We have come to final round of our blog smackdown between containerization and virtualization. Read on to see if anyone inflicts a beat-down. Our final post looks at device access and concludes with a few words summing up the contest.
For new readers, we are at the end of our “wrestling match” – a friendly contest between Taras Shapovalov, (team container) Piotr Wachowicz (team VM). The battle royal includes:
- Image size and overhead
- Start time and setup orchestration
- Image formats
- Application sharing
- Image version control and package distribution
- Package distribution
- Device access
Let’s go to Round 8, the Final Round - Device Access
Taras – Any particular device’s access within a container can be restricted when required. However, in general there is no problem gaining access to any device attached to the host from within the container.
By contrast, virtualization presents obstacles to accessing devices, because the hypervisor abstracts physical hardware when running a VM. Examples include GPUs, coprocessors, and InfiniBand (IB) host channel adapters (HCA). Several projects are in the works that promise to give access to a GPU within a VM, but they do not work perfectly for all hypervisors – and there is no unified way to pass any generic device to a VM.

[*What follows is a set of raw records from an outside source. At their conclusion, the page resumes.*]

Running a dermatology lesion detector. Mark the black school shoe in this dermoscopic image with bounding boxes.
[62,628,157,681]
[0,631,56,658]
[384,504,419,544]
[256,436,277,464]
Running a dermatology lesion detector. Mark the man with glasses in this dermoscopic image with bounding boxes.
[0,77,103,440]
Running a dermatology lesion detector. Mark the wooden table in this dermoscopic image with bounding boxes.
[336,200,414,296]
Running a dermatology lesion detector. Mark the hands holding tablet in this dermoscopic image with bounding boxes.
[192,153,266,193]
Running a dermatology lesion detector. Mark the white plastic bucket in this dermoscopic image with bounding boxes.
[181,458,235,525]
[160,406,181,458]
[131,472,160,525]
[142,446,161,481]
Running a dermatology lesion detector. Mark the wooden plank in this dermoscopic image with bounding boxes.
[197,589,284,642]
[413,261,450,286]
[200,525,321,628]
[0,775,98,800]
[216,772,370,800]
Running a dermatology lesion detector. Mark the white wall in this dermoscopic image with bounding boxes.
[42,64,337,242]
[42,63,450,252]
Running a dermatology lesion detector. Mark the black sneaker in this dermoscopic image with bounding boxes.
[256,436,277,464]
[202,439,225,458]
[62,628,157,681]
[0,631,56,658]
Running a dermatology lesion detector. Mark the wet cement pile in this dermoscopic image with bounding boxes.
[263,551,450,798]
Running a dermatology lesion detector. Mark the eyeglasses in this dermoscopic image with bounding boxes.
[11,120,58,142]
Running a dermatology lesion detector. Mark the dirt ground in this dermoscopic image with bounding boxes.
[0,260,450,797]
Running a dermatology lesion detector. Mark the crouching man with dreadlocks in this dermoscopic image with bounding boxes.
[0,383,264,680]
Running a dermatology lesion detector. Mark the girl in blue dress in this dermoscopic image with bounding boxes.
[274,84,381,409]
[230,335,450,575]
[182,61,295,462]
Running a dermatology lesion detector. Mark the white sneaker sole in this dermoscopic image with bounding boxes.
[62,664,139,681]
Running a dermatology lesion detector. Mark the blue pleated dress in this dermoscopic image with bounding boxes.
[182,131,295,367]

Piotr – For this one, I want to start at the end. There is actually a unified way to provide VMs with a passthrough to a peripheral component interconnect (PCI). Intel implements the support for it using what they call VT-d; AMD uses IOMMO. The only drawback is that, for the passthrough to work, the device must support certain PCI standards. This means the passthrough can’t be done with every PCI card, but it can be done with those that implement the standards.
You mentioned InfiniBand earlier. In fact, exposing a single IB HCA to multiple VMs
via PCI passthrough and SR-IOV is reasonably easy with Kernel-based Virtual Machine (KVM) and OpenStack. We actually did it some time ago. Exposing a GPU to VMs is bit trickier. As you point out, there are many ways to approach this. You could go with GPU “API Remoting,” like rCUDA, but that might be slow for some applications. Or, you could go with a generic PCI passthrough, or, its special case, a GPU passthrough.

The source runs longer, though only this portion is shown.